Brent Key is in the midst of a pivotal, maybe even defining, phase of his Georgia Tech tenure.
Last fall, the Yellow Jackets scaled their highest peak in nearly a decade, finishing 9-4. But Key opened spring practice Tuesday without many of the important pieces that helped them reach it, starting with generational quarterback Haynes King (now pursuing a spot in the NFL) and offensive coordinator Buster Faulkner (hired away by Florida).
This offseason is the start of a test of how well Key can keep the engine running.
At Bobby Dodd Stadium Tuesday morning, he had a new offensive coordinator (former Jackets quarterback and longtime NFL assistant coach George Godsey), a new defensive coordinator (Jason Semore, a past Tech assistant coach who replaces one-year coordinator Blake Gideon) and four new position coaches.
“You’d rather hit that hard reset after a good year than a really poor year,” Key said.
Gone, too, are the 26 seniors from the 2025 team — King included — who helped Tech achieve its first 8-0 start since 1966 and secured Tech’s first nine-win season since 2016.
“You can’t worry about the past,” Key said. “You can’t worry about those things.”
So starts Key’s second act. His first three seasons as a full-time coach went about as well as anyone could have hoped, though the 2025 season fell short of its potential.
The Jackets won 23 games in that span, the first time they had strung together three consecutive winning seasons since Tech achieved a 13-year streak from 1997 through 2009 under three different coaches (George O’Leary, Chan Gailey and Paul Johnson). Tech grabbed national acclaim with its 8-0 start, and King won legend status.
But now Key has to replicate that success without King’s playmaking and leadership and Faulkner’s expert play-calling skill, not to mention All-American guard Keylan Rutledge, first-team All-ACC defensive tackle Jordan van den Berg and offensive line coach Geep Wade, hired away by Nebraska. Besides Faulkner, Florida poached a slew of Tech staff members.
Key has embraced the turnover on his staff.
“I love it,” he said. “I love it. It’s fresh ideas, it’s fresh faces. It creates newness.”
Key highlighted reasons to have belief. He said he made his staff hires and roster additions with the shortcomings of the 2025 season in mind. Key described himself as “extremely still pissed off” about how the season ended. In case you want to relive it, the Jackets were 9-1 before a home loss to Pitt that went a long way to dousing Tech’s College Football Playoff hopes, a loss to archrival Georgia in Mercedes-Benz Stadium and then a bowl loss to BYU.

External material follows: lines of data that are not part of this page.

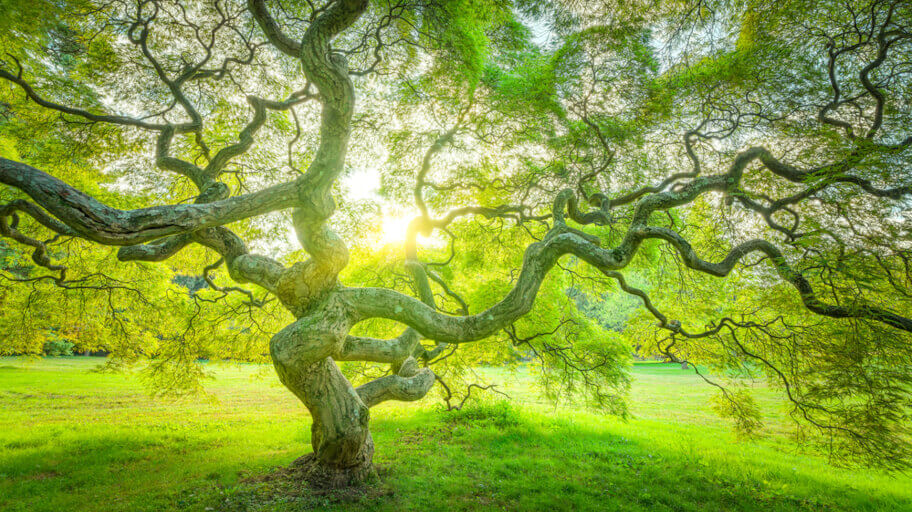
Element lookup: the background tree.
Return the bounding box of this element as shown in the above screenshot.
[0,0,912,484]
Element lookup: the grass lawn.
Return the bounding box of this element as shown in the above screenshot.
[0,358,912,512]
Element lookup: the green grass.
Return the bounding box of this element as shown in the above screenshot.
[0,358,912,512]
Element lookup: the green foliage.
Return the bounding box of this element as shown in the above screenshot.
[0,357,912,512]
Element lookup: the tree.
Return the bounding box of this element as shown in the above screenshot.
[0,0,912,484]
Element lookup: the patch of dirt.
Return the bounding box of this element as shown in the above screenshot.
[240,464,393,509]
[29,471,60,480]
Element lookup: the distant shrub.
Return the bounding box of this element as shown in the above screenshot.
[447,400,520,428]
[44,335,74,356]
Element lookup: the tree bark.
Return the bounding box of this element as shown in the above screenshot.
[269,295,374,487]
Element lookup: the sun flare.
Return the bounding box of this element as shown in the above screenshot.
[378,214,412,245]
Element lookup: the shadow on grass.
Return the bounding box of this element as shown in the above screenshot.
[0,403,912,512]
[173,403,912,512]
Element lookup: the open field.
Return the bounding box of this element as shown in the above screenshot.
[0,358,912,512]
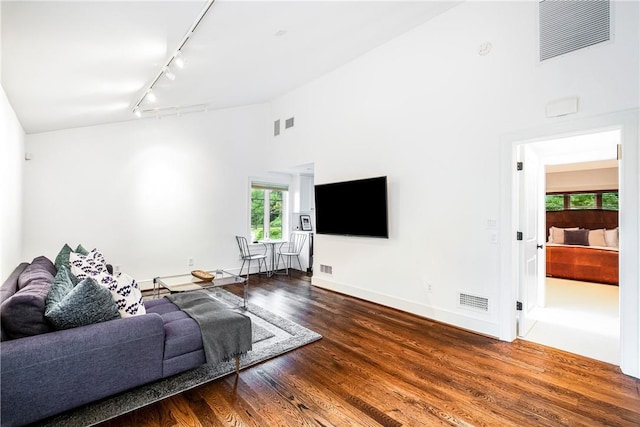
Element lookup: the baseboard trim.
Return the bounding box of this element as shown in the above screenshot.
[311,276,500,339]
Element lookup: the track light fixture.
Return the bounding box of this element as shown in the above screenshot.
[164,67,176,81]
[173,51,184,68]
[132,0,215,117]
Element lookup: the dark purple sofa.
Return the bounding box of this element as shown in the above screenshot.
[0,257,205,426]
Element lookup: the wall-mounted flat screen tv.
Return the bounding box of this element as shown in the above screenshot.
[315,176,389,238]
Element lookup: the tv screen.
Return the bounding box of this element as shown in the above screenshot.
[315,176,389,238]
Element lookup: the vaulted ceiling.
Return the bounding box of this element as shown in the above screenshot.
[0,0,459,133]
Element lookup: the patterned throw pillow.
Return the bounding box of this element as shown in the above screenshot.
[69,249,107,280]
[44,266,120,329]
[95,271,146,317]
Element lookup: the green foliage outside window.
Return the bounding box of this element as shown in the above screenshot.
[251,188,284,242]
[269,190,283,239]
[545,191,619,211]
[569,193,596,209]
[602,193,618,211]
[546,194,564,211]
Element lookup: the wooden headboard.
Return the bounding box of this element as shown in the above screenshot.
[547,209,618,230]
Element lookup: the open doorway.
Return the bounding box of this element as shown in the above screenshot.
[499,109,640,378]
[521,136,621,365]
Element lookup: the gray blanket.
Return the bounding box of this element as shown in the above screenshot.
[167,291,251,364]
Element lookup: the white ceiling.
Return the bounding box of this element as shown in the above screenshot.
[0,0,460,133]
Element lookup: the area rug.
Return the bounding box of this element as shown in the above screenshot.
[37,288,322,427]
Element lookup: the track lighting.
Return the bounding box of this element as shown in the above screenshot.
[132,0,215,118]
[164,67,176,81]
[173,51,184,68]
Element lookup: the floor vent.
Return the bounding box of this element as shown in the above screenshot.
[460,292,489,311]
[539,0,611,61]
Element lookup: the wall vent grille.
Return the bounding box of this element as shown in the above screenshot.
[460,292,489,311]
[539,0,611,61]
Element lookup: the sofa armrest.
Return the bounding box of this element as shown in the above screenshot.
[0,313,164,426]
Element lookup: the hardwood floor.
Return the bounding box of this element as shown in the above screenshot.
[102,276,640,427]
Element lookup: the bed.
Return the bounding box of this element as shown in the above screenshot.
[546,210,619,286]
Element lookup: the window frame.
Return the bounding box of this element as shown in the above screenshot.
[545,189,620,212]
[247,179,290,244]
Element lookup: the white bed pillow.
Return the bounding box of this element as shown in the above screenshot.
[604,227,620,248]
[589,228,607,246]
[549,227,578,245]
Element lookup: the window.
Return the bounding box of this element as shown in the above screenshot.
[546,194,564,211]
[545,191,618,211]
[602,192,618,211]
[569,193,596,209]
[250,182,289,242]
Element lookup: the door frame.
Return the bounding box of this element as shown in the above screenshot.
[499,109,640,378]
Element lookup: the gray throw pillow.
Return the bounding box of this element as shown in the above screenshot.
[44,269,120,329]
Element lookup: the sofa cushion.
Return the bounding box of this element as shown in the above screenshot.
[44,265,120,329]
[0,262,29,341]
[0,267,53,339]
[145,298,202,360]
[18,256,56,289]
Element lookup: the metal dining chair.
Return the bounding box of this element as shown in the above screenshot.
[276,231,307,275]
[236,236,269,280]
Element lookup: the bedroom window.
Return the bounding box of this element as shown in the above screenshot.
[602,191,618,211]
[250,182,289,242]
[545,191,618,212]
[546,194,564,211]
[569,193,596,209]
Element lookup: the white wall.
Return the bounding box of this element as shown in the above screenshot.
[0,86,25,282]
[24,105,269,281]
[262,2,639,336]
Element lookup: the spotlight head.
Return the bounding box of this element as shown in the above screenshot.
[173,51,184,68]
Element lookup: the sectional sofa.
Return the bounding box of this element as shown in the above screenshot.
[0,257,206,426]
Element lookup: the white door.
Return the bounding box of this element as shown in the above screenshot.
[518,145,544,337]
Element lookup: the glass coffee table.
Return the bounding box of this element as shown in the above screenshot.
[153,270,249,309]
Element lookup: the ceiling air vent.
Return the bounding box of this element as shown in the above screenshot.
[539,0,611,61]
[459,292,489,311]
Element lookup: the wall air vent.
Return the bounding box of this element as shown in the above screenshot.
[539,0,611,61]
[459,292,489,311]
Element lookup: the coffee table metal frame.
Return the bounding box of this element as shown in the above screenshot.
[153,270,249,309]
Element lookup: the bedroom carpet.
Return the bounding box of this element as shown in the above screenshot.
[524,278,620,365]
[36,288,322,427]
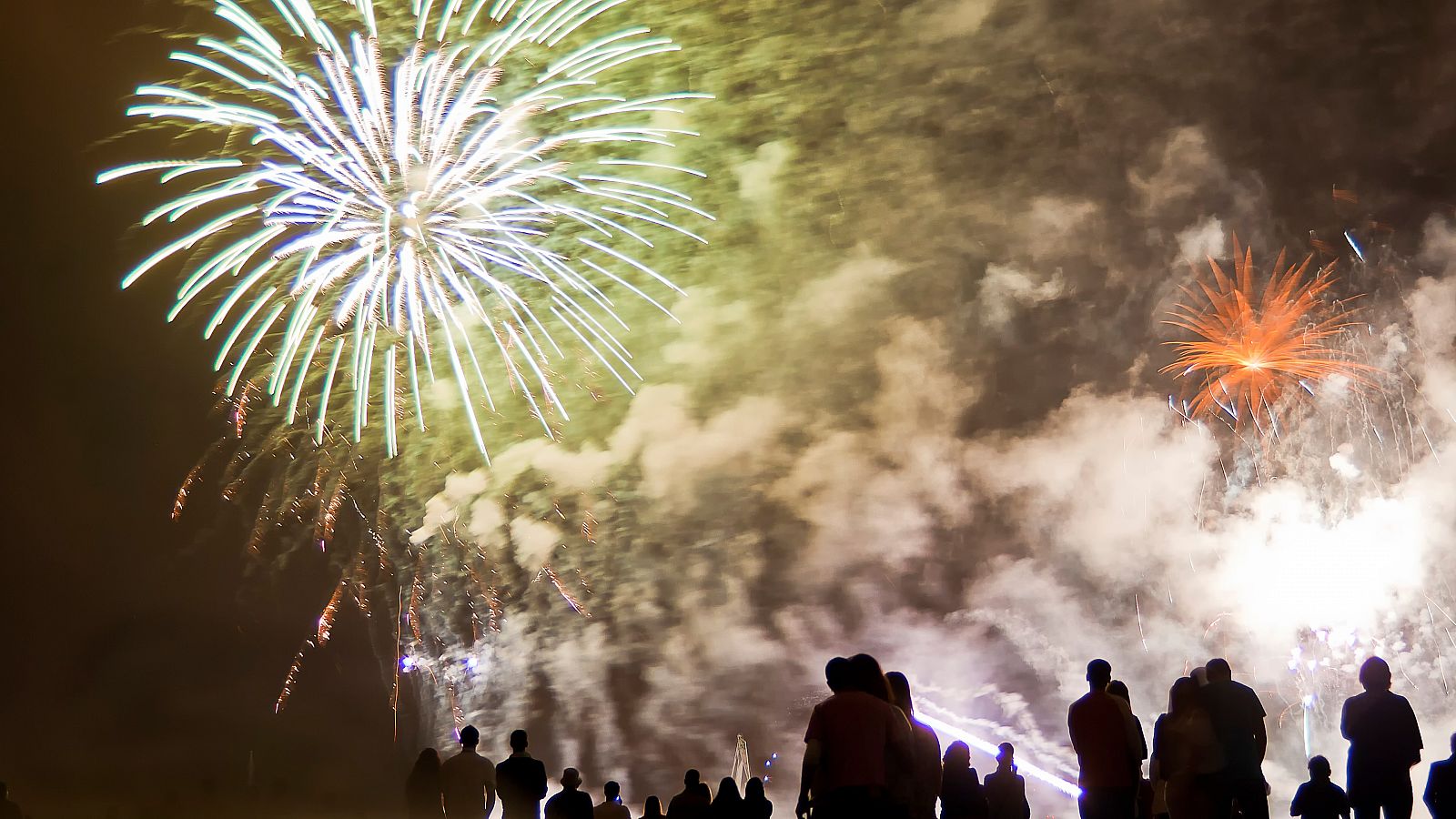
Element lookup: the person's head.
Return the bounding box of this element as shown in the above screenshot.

“If you don’t think that’s been at the forefront of everything out of my mouth for the last 2 ½ months, you’re crazy,” Key said. “It has. It has been in building the staff; it has been in building this roster.”
Specifically, Key burrowed even deeper into his core tenets about his program — trying to become stronger at the lines of scrimmage, more able to pound out tough yards and better at stopping the run.
“The core characteristics of what I identify a tough, physical football team as,” Key said. “We did not accomplish that in my opinion last season. And that is the mission of the ’26 football season.”
Key added size through the portal with transfers such as defensive tackles Tim Griffin (6-foot-5, 275 pounds) and Vincent Carroll-Jackson (6-5, 315) and defensive end Jordan Walker (6-4, 270), and made sure his hires shared his approach.
Said Key: “We had to get bigger.”
Unprompted, Key named another means by which Tech can improve, holding himself accountable for not doing a better job of developing players during the season.
“I’m a believer in, you play guys the first three, four, five games — if they’re talented, they’re going to be better versions of themselves,” he said. “They’re going to be better players when you get to later on (in the season). And that’s on me, I’m the head coach.”
And the portal has delivered potential replacements for the talent drain. Quarterback Alberto Mendoza, brother of Heisman Trophy winner Fernando Mendoza, took his first practice snaps Tuesday, as did running back Justice Haynes, a Buford High graduate who earned all-Big Ten honors at Michigan.
Mendoza has been spending long hours at the Tech football building, acclimating himself to his new offense and team.
“Just an ultimate ball junkie, and that’s what you have to have if you’re going to be successful,” Key said.
It sounds like there are some new pieces to work with. Tech may need every last one.